Not setting boundaries means someone gets their way at the expense of another person’s comfort. It could operate in many different ways — you breaking your child boundaries, your child breaking yours. Establish and follow everyone’s boundaries to facilitate trust and comfort around each other.
For both you and your child. You should respect your child’s boundaries for privacy or communication. For example, if your child keeps a diary, resist the temptation to read it. Crossing a boundary leads to devastating fractures in trust.
Top Parenting Goals You Should Follow
Set Up Family Goals
That’s right; your goal should be to set up goals with your children.
Think about it. When you set up goals as a family, you’re not only giving yourselves a direction in which to improve, such as chores, communication, savings, family time, but you can hold each other accountable since it’s your collective goals.
Here’s what you can do. Have a whiteboard somewhere everyone will see, such as in the kitchen or living room. Write down a simple goal you and your children would be motivated to do, such as eating vegetables every day of the week or walking for at least 30 minutes every Tuesday for a month.
Family goals get you and the kids into a growth-mindset, asking yourselves how you can improve yourselves and how you can improve your family’s living situations. With family goals, you make growth a priority all while bonding over it.

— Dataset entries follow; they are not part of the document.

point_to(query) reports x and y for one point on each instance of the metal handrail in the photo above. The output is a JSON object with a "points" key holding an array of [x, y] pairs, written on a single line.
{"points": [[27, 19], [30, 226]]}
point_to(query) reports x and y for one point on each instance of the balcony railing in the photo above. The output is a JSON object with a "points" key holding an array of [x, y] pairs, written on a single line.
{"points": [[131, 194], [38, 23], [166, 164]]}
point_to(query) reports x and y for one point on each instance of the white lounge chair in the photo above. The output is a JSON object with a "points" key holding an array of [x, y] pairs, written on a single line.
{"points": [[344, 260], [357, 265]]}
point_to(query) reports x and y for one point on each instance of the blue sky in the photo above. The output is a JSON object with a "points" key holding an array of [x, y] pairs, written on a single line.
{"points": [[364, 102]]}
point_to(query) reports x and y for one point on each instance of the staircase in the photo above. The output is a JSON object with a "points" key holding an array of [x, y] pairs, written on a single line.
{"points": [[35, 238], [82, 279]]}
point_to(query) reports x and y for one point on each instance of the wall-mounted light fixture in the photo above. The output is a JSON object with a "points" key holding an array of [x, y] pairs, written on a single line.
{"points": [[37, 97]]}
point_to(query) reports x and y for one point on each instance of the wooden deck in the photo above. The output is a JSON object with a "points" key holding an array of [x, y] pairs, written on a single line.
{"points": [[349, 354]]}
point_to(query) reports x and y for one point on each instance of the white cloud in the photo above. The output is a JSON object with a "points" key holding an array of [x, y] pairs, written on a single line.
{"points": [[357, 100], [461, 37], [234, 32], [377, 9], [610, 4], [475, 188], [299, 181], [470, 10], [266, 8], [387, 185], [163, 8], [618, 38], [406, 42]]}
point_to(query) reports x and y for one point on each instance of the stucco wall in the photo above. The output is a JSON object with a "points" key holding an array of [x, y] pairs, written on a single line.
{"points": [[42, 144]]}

Make a Safe Space for Communication
When your child feels comfortable talking to you, they’ll be more likely to bring up tough topics they would otherwise feel embarrassed to say, such as issues with school, friendships, or relationships.

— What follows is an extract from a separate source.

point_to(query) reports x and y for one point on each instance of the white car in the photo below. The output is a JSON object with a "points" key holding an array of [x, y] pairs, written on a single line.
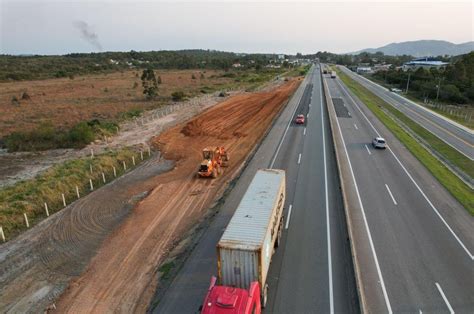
{"points": [[378, 142]]}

However, you have to make sure you’re not doing anything to harm how safe your child feels talking around you. Be sure you’re not reacting negatively to things your child feels tension around.
For example, if your child is in their teenage years and is experimenting with sex, don’t shame your child for doing so for whatever reason. Listen to your child with an open mind and understand where they’re coming from. From there, offer advice you think fits your child’s personality or anything else you want to do.
Your child’s well being should be your priority, but don’t blow up or criticize your child. Maintaining a safe space for future conversation should come second.
Instill a Growth Mindset
Forget a trust fund, heirlooms, or family business. One of the best things you can give to your child is a growth mindset.
Do not let your child stay stagnant. Do not let them settle with their “natural” abilities or think they can’t rise above any challenge. A growth mindset means that no matter the circumstances, a child will work toward the skills they need to accomplish their goals. It’s the best way to gain success in life.
To help your child get a growth mindset:
- Push them to work a little past their comfort zone each time. For example, if they can only read for 30 minutes at a time, urge them to read for 35 minutes and so on, expanding the time periodically.
- Tell them that there’s no such thing as talent or natural ability. The only thing there is hard work.
- Tell them they cannot play or watch television or play games until they’ve done their chores or homework. You tell them to do the important work first before they can play, teaching them discipline, willpower, and self-control.
Improvement Comes with Observation and Motivation
We can’t tell you how to raise your child, as we don’t know the circumstances in which you live. But we can tell you this sage piece of advice: observe your living situation and your child. No matter where you live or what socio-economic level you reside in, there’s always something you can improve, so there’s always a way to make your child’s life better.
That’s the goal of parenting: to make your child’s life better than yours. How you deem “better” is up to you. It could be your financial stability, emotional health, family functionality, whatever. As long as you see things you can improve upon and are motivated to make things better, you will set you and your child up for success.